« Si je ne le fais pas, personne ne le fera » : la vidéo d’une mère sur TikTok dévoile, en un soap opéra du quotidien, l’ampleur de la charge mentale maternelle. Une histoire de distributeur de savon qui n’a rien d’anecdotique!
Le distributeur de savon, miroir d’un travail invisible
Sur TikTok, la créatrice @theearlybirdhasanxiety a partagé une scène à la fois hilarante et terriblement révélatrice: son distributeur de savon, resté désespérément vide pendant une semaine, alors que toute la famille avait bien vu le problème. Plutôt que de le remplir, chacun préférait dévisser le couvercle pour en soutirer les dernières gouttes. Résultat: la corvée de remplissage attendait toujours sa bienfaitrice attitrée…
Cette vidéo, vue plus de 166 000 fois, est bien plus qu’une simple tranche de vie. Elle s’impose comme l’illustration du travail invisible effectué au sein de nombreuses familles. Toutes ces petites tâches, banales et répétitives, essentielles au bon fonctionnement du foyer mais, ô surprise, rarement reconnues ou partagées…
Un phénomène qui fait réagir (et rire… jaune)
Dès la publication, la communauté de TikTok n’a pas tardé à témoigner. Fait rare, on observe une sacrée solidarité entre internautes:
- « Ils doivent croire en une fée du savon ou un truc du genre », ironise l’un.

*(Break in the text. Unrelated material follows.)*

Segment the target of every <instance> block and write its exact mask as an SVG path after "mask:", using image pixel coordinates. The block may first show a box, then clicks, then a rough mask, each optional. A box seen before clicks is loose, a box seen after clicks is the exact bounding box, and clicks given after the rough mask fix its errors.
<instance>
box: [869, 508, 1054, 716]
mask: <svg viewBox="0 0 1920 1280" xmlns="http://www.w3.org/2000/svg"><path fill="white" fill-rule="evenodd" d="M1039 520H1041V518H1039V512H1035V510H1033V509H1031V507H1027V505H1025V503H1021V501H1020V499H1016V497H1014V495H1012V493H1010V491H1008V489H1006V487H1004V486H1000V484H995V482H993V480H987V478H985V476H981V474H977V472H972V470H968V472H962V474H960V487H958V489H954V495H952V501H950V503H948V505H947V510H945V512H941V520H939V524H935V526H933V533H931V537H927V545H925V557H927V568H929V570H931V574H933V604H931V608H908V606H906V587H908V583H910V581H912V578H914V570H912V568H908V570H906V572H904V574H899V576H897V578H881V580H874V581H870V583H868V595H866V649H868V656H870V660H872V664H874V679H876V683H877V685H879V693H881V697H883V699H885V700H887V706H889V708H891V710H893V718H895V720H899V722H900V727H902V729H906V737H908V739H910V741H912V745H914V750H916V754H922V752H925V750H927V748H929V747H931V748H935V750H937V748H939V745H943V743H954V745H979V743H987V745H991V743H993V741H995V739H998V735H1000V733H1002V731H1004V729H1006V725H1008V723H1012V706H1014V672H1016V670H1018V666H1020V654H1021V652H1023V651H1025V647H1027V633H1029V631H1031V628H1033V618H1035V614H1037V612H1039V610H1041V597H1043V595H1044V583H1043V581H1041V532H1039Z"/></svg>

- « J’ai dû crier : “Votre temps n’est pas plus précieux que le mien !” pour qu’ils comprennent. » raconte une autre mère, visiblement à bout de patience.
- « Si je ne le fais pas, personne ne le fera. » confirme une participante au débat.
Le constat est sans appel: derrière la plaisanterie se cache une fatigue profonde ressentie par beaucoup de mères, et même une forme de résignation face à la montagne de responsabilités souvent invisibles… et bien trop lourdes.
L’auteure de la vidéo ne mâche pas ses mots: « La charge mentale est écrasante. » Et, à voir la vague de réactions, elle n’est clairement pas la seule à porter ce fardeau.
Quand la science chiffre la charge mentale… et l’inégalité
Le mal-être n’est pas qu’anecdotique. Selon une étude publiée dans le Journal of Marriage and Family, les mères endossent pas moins de 79 % du « travail mental » du quotidien:
- Gérer les rendez-vous médicaux des enfants
- Planifier les repas (Ha, la fameuse question : « Qu’est-ce qu’on mange ce soir? »)
- Préparer les enfants et les déposer à l’école
- Et bien d’autres missions logistiques dignes d’un chef de projet… non rémunéré
Du côté des pères, c’est souvent la gestion de « tâches ponctuelles », comme réparer un appareil ou entretenir la voiture. Certes utiles, mais bien plus espacées dans le temps (et, avouons-le, rarement aussi épuisantes pour le mental que la planification version agenda familial).
Des conséquences qui dépassent le simple manque de temps
Ce déséquilibre au sein des foyers ne se limite pas à une question de temps perdu. Il touche le bien-être mental et émotionnel des mères, parfois jusqu’à l’épuisement. L’un des commentaires sous la vidéo résume l’impasse: « Hier, je me suis littéralement demandé : “Quel est le prix de tout ça ? La cuisine, le ménage, les courses… Quand est-ce que ça s’arrêtera ?” »
Cette lassitude, partagée loin des projecteurs, exprime parfaitement l’essence de la charge mentale. Ce n’est pas simplement une corvée de plus à faire, mais un poids silencieux qui plane et s’accumule, jour après jour.
Ce n’est donc pas un hasard si la phrase « Si je ne le fais pas, personne ne le fera » résonne avec autant de force. Derrière, il y a l’abnégation, la fatigue… mais aussi un appel à la reconnaissance, voire à la répartition un peu plus équitable de la fameuse charge mentale.
Et si, la prochaine fois que le distributeur se vide, on laissait les autres s’en saisir ? Ou, mieux, on en discutait… histoire qu’enfin, une fée du savon prenne des vacances bien méritées.